PayPal’s patent lays out a way to do this kind of user analysis and prediction using an “ensemble” of three different AI models, each of which pinpoint a “predetermined behavior” of a certain customer. The filing noted that this ensemble of models can analyze trends in tons of different data, both structured and unstructured, including “human behavior data, textual data, side channel data from processors, information from networks such as social networks and the like.” 

First, a user’s “account parameters,” or the hoard of data associated with their profile, is fed into a graphical neural network, or one that’s particularly good at parsing out structured data.

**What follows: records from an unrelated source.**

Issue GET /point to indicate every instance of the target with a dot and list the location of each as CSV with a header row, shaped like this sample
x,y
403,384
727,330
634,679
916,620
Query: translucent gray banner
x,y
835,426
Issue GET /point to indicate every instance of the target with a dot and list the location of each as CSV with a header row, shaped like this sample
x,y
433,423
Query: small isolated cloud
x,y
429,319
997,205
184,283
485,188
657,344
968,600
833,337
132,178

The data is then passed to an “autoencoder,” which is good at turning unstructured raw data into something easier to understand. Finally, the last layer is a recurrent neural network, or a model that’s particularly good at analyzing how data changes over time.

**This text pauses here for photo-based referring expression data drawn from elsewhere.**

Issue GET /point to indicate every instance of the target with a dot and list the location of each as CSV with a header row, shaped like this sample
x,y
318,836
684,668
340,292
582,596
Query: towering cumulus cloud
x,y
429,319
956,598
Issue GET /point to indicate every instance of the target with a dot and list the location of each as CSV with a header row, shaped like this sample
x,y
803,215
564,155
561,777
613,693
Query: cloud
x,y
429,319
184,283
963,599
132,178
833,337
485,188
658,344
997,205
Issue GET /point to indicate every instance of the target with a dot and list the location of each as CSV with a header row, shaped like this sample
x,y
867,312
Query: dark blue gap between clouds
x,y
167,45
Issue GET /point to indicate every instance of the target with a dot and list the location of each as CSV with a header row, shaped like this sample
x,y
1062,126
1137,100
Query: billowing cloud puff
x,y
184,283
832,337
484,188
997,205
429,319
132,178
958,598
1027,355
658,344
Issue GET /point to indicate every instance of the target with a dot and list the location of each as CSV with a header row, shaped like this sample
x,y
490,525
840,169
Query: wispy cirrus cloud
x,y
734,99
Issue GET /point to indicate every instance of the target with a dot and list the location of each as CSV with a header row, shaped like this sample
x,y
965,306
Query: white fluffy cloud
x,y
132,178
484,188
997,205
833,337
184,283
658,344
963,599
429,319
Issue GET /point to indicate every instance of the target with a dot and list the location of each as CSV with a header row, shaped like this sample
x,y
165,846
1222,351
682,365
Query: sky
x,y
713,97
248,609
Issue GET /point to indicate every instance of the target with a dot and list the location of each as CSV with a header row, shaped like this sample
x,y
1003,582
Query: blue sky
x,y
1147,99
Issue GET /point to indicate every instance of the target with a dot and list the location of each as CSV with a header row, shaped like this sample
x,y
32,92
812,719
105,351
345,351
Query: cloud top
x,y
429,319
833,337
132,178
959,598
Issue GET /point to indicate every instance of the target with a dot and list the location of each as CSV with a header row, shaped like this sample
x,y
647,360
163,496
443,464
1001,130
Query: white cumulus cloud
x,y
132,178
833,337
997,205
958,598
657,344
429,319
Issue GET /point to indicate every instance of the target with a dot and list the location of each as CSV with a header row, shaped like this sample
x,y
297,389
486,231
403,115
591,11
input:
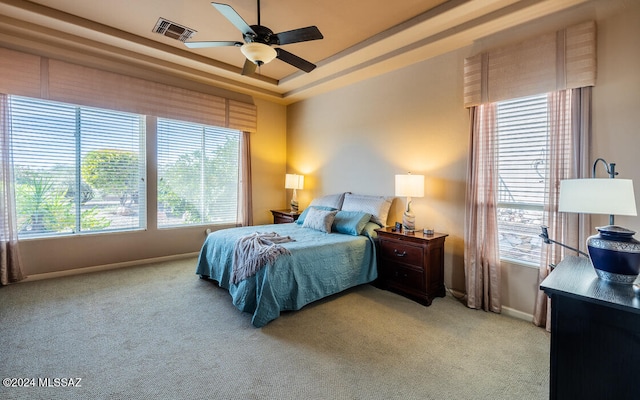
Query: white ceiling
x,y
361,38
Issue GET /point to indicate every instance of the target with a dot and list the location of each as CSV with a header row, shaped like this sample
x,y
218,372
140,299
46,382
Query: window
x,y
523,138
77,169
198,174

The filing listed several different behaviors that this wide-ranging AI may be able to track down, including harmful actions like fraud, the “behavior of high value customers” such as spending on high-end purchases, or actions indicating the likelihood of needing a loan. Long story short: PayPal’s army of AI models can paint an accurate picture of who you are as a consumer.  

AI has long been embedded in the fintech space. However, most of these integrations are put to use on the back end, such as in fraud detection. PayPal’s patent history has tons of examples of this, including methods to find anomalies with machine learning and to calculate trust scores of certain user activities.

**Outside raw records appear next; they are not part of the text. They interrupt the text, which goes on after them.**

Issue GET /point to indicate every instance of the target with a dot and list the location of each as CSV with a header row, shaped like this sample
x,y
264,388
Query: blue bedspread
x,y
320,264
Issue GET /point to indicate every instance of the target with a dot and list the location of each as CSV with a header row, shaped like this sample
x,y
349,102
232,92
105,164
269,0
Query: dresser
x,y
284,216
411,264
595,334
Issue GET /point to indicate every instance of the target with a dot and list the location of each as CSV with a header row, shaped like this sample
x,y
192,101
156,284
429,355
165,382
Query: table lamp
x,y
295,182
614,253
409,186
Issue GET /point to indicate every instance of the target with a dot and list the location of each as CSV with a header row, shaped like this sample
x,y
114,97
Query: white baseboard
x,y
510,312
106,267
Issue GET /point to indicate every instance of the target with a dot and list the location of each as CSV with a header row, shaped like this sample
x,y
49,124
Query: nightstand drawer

This patent, however, lays out plans for AI-based tech that can do more than detect something going wrong. This filing pitches a model with the capability to find patterns in just about anything relating to users – whether it be used for loan approval, purchasing trends, or shopping deals. 

And PayPal’s fondness for AI extends beyond just patent applications. The company announced a host of new AI-driven products in January that would be released throughout the year, including tools to help merchants better target their customers. 

“The data that we have and our ability to actually see what people have bought and know what merchants are trying to target, that’s where I think AI is the huge opportunity for us,” PayPal CEO Alex Chriss told Reuters in an interview.  

However, this patent’s core concept of predicting user behavior has also been around “as long as we’ve had data,” said Arun Kumar, executive vice president of data and insights at Hero Digital. What PayPal’s models may offer is a way to use this tracking to potentially create much more value for the individual consumer, Kumar said, bringing AI into the user-end of the fintech space. 

But given that personal financial data is some of the most sensitive data that a company can collect, creating fintech products that people actually use requires three things: security, trust and value creation, said Kumar. If a platform is mining data without providing users anything of equivalent value in return or it has security holes, then users simply won’t trust or use it. 

“Consumers think a lot about their money – how they spend it, save it, invest it, and manage it,” said Kumar. “The benchmark for consumers handing over all of their personal financial data is creating that value for them.”